Leslie, que observaba las nubes durante el vuelo a Europa, repasaba mentalmente todo lo que habían pedido a los hackers de contrainteligencia del FBI.
Habían retocado los móviles con supresores de sobretensiones que protegían las líneas por las que podían enviar información con total tranquilidad. Se comunicarían a través de ellos y tendrían al tanto a la SVR y al FBI. En Inglaterra, miembros de la SOCA estarían preparados para intervenir, pero nunca intercederían en su misión si no era estrictamente necesario.
Leslie prefería que no lo hicieran, ya que era difícil trabajar con alguien que seguía distintos protocolos como el ruso, como para que, encima, agentes ingleses se metieran de por medio.
Habían anulado su identidad del FBI cuando se preparó para el torneo de Amos y Mazmorras, así que no debía preocuparse por eso. Pero, igualmente, lo hacía. Era así de maniática.
Maniática para peinarse y dejarse el pelo lacio y recto; maniática para el orden y la limpieza. Maniática para… casi todo.
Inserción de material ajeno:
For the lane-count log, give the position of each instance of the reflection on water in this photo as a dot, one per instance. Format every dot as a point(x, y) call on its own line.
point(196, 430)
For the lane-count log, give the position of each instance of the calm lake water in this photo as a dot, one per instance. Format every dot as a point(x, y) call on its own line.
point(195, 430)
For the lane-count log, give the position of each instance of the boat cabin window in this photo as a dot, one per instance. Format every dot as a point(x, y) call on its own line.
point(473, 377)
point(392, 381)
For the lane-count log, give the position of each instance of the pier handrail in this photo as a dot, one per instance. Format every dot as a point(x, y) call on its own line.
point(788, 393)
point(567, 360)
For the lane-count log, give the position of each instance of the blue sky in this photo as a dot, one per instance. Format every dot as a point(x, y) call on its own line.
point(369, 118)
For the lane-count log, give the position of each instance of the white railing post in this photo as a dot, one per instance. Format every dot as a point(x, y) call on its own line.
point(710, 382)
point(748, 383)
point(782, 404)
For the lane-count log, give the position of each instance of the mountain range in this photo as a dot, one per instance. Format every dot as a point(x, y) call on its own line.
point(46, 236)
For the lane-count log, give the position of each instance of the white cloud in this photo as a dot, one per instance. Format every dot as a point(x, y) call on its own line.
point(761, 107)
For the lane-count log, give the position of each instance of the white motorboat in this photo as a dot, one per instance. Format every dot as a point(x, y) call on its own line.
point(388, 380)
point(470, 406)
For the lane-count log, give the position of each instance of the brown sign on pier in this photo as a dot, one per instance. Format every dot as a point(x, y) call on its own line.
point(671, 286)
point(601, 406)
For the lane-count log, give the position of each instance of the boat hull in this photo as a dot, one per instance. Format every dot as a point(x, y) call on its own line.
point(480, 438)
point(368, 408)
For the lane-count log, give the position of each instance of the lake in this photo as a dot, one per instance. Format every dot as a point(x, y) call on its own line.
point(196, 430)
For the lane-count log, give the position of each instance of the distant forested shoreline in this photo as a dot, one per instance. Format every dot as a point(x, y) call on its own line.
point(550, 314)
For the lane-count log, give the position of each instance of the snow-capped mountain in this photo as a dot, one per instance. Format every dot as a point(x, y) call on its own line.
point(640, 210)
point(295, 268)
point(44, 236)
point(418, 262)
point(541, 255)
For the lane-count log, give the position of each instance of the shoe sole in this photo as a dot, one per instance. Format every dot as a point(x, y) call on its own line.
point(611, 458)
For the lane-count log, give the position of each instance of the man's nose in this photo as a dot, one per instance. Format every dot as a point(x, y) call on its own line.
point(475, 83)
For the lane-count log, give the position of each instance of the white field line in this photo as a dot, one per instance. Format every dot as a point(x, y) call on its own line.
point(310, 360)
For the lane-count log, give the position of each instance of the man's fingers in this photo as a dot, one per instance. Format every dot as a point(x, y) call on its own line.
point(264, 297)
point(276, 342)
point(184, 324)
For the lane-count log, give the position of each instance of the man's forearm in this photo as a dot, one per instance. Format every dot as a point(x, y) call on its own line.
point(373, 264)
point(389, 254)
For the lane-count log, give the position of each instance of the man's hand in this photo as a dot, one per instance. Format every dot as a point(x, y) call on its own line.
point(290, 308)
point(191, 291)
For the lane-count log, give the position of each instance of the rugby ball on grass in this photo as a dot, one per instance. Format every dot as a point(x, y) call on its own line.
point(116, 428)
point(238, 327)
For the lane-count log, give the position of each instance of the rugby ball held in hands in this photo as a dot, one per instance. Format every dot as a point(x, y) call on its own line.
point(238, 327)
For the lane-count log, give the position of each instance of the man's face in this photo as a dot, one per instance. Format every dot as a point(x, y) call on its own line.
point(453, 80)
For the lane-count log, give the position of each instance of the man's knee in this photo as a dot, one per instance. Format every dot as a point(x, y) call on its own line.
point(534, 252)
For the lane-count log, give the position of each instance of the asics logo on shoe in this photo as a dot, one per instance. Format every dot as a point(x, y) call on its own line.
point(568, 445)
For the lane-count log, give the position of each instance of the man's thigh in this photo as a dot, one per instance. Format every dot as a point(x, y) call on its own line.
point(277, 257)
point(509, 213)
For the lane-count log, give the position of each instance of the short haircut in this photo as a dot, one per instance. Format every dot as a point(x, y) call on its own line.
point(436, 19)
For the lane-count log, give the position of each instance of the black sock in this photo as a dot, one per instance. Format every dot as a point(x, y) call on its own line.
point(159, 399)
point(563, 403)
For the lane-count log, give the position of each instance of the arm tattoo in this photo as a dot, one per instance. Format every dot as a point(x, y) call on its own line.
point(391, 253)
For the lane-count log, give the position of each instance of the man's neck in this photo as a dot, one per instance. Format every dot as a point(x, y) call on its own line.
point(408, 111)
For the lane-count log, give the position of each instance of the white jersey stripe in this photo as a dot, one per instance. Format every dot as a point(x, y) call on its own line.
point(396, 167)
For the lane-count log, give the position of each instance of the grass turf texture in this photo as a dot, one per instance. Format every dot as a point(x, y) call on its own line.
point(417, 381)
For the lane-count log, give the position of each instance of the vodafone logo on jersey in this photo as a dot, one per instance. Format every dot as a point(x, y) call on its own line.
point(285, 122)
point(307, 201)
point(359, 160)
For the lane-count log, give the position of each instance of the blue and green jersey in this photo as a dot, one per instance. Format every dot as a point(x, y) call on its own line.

También pidió a uno de los hackers que le facilitara una tarjeta de gastos en la que ella ingresaría el medio millón de dólares que Nick Summers, también agente en la misión de Amos, conocido en el mundo BDSM como Tigretón, le había regalado al resultar ganador involuntario del torneo. Lamentablemente, la pareja de Nick, Thelma, fue asesinada por los Villanos en Walpurgis. Leslie podía imaginarse lo mal que lo estaba pasando el agente y lo mucho que se reprobaría por no haberla podido proteger.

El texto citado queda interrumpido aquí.